10/23/2025
Love the History...
In October of 1735 a band of Highland Scots sailed aboard the Prince of Wales from Inverness, Scotland to Georgia. On the 19th of January, 1736 after traveling down the inland waterway by boat, the Highlanders landed on the site of Fort King George which had been abandoned in 1732. They disembarked on the northern bank of the Altamaha River — 60 miles south of Savannah. There the Scots established the settlement they called ‘New Inverness’ (later renamed Darien) with 177 people with this hardy band of Scots, including women and children.
The Scots were among the finest soldiers in the world and had been recruited by General James Oglethorpe to provide a buffer between the English Colony and the Spanish in Florida.
During the conflict with Spain in 1740, known as the War of Jenkins’ Ear, the Scots served with Oglethorpe at the Siege of St. Augustine. They played a critical role in the Spanish defeat at Fort Frederica on St. Simon’s Island in 1742, which solidified English claims on the North American continent.
Georgia might have been a Spanish colony had it not been for the Scottish Highlanders who sailed from the Old World on October 18, 1735!

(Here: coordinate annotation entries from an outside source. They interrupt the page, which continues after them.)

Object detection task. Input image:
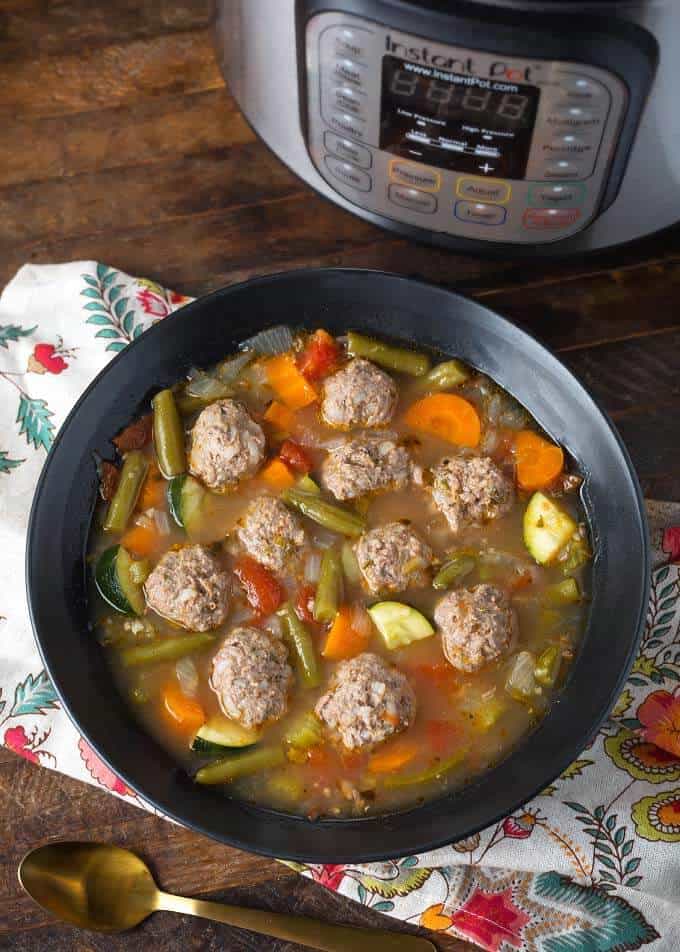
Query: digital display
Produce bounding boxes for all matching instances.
[380,56,541,179]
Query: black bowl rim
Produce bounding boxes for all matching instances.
[25,267,651,863]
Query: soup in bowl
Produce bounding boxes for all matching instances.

Other Fun facts - Savannah was founded in 1733, making it one of the oldest cities in the United States, but it is much younger than St. Augustine. The St Andrew’s Society of Savannah was founded in 1737 by local Scots just two years after the first Scots arrived which was closely followed by Bethesda (site of the Savannah Scottish Games) in 1740 by Rev. George Whitefield. Bethesda was visited by many of the country’s founding fathers, and found one of its earliest supporters in Benjamin Franklin.